The price-to-sales ratio shows how the stock is trading in relation to the sales per share. The lower to ratio the better the buy in relation to the company revenues. The P/S ratio for Big 5 is an outstanding 0.33, whereas Dick's ratio is 0.89.
Finally, the price-to-earnings growth ratio, also known as the PEG. This is the stock price in relation to earnings growth, lower the ratio the better. The PEG for Big 5 is 1.27 versus 1.38 for Dick's.
These are an excellent assortment of metrics to help bump up the stock price.
Although the company has a lot going for it, potential investors should be aware of risks and issues. For the latest reported quarter, earnings tanked by 18.3%. Big 5 needs to get its earnings under control, otherwise another drop would be a drag on the stock.
Also, the company does carry debt in excess of $58 million, but fortunately it has a favorable current ratio of 2.16.
Although Big 5 appears to be operating better than the direct competition, it does have competition from the big box stores, such as Wal-Mart (NYSE:WMT).

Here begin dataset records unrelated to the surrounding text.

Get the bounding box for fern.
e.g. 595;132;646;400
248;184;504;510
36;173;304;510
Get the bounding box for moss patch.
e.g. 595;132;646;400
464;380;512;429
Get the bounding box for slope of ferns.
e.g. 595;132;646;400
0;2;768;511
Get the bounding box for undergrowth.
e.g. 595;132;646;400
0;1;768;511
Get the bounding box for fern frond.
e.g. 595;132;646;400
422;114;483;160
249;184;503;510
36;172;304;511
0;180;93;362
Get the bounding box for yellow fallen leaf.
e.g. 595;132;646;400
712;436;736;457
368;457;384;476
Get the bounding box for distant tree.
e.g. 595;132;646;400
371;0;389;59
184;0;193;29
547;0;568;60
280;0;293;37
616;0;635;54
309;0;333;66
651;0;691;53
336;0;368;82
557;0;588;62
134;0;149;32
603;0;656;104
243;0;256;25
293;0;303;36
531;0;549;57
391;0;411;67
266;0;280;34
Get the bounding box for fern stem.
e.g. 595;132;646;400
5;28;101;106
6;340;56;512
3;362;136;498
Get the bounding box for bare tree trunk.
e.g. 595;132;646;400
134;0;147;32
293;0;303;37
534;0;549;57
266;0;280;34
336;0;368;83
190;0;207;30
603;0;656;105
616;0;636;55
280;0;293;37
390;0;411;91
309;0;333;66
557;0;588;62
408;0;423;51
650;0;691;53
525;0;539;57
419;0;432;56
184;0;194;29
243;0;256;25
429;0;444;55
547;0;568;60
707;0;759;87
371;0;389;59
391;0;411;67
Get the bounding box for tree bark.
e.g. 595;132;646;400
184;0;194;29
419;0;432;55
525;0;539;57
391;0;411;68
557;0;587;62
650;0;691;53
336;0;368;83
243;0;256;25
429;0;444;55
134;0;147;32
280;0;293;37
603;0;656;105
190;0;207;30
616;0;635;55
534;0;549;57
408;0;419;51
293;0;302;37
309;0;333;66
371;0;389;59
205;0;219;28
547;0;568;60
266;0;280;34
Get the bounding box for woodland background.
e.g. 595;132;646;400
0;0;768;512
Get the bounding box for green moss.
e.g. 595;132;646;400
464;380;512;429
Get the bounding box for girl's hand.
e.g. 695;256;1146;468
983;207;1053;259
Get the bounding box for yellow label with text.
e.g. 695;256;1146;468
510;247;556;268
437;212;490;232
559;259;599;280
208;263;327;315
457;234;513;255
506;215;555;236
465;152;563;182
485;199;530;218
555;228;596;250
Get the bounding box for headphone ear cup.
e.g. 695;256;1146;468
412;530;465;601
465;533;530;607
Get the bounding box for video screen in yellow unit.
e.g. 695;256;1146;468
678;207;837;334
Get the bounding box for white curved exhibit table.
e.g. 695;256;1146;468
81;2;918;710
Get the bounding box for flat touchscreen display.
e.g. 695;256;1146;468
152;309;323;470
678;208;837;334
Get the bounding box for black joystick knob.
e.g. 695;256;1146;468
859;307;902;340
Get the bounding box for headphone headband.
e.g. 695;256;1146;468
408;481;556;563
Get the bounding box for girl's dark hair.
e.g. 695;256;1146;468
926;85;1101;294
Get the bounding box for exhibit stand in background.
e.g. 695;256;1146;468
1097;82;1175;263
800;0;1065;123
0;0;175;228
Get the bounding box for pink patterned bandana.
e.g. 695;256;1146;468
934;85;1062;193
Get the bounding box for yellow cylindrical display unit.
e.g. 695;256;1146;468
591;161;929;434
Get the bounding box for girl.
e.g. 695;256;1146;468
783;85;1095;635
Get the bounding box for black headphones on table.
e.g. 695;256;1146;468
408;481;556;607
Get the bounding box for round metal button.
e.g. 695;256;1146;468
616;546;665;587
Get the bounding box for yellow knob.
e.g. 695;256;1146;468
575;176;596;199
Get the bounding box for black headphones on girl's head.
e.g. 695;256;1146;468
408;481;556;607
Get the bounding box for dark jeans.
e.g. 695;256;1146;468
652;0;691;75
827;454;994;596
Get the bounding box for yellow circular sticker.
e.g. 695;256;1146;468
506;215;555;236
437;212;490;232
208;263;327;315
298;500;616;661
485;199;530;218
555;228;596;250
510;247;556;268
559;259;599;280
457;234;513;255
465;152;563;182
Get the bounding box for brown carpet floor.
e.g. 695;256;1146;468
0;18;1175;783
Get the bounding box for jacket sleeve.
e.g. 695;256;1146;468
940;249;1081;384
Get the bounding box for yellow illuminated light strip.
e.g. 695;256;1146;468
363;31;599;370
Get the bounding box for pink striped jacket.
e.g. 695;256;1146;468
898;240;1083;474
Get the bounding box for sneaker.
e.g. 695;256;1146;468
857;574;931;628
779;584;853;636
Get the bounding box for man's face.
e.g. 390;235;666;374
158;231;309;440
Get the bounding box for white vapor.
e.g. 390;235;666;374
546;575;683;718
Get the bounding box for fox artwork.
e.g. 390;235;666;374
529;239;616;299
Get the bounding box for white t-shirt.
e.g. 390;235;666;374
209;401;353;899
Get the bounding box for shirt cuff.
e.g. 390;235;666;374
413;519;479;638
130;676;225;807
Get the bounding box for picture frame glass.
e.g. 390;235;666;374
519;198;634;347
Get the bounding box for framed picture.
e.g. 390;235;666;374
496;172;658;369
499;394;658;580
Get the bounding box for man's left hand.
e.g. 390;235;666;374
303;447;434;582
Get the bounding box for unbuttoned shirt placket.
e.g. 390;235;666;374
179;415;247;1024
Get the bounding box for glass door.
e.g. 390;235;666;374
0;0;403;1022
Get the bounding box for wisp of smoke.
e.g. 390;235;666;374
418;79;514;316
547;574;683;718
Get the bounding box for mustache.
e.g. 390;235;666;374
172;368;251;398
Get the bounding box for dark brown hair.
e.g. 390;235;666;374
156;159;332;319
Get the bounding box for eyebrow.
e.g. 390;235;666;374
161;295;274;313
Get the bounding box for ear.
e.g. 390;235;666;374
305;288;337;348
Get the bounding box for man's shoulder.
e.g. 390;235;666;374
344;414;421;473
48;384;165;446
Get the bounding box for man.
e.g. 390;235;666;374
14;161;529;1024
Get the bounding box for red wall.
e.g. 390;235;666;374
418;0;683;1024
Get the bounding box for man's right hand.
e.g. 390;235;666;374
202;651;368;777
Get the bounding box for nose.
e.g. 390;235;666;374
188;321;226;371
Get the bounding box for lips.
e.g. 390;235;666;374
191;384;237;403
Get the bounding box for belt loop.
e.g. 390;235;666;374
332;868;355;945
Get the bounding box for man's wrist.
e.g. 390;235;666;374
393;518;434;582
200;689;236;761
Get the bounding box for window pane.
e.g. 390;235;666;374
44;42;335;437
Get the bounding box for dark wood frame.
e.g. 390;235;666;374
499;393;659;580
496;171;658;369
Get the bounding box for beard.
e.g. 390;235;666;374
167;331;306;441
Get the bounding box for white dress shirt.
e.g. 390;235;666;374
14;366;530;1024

The stock does have a few issues to be aware of, but the benefits outweigh the risks. Summarizing the mechanisms which makes this stock a buy are the fact that the company has increasing revenues and organic growth, a higher than industry average yield of 3.1% with a long-term dividend payment record, significant stock buybacks with substantially more purchases to take place, and top metrics, including the PE, the P/S, and the PEG ratios. This amalgamation of upside triggers should cause the stock price to rise.
Disclosure: The author has no positions in any stocks mentioned, and no plans to initiate any positions within the next 72 hours.
The author wrote this article themselves, and it expresses their own opinions. The author is not receiving compensation for it (other than from Seeking Alpha). The author has no business relationship with any company whose stock is mentioned in this article.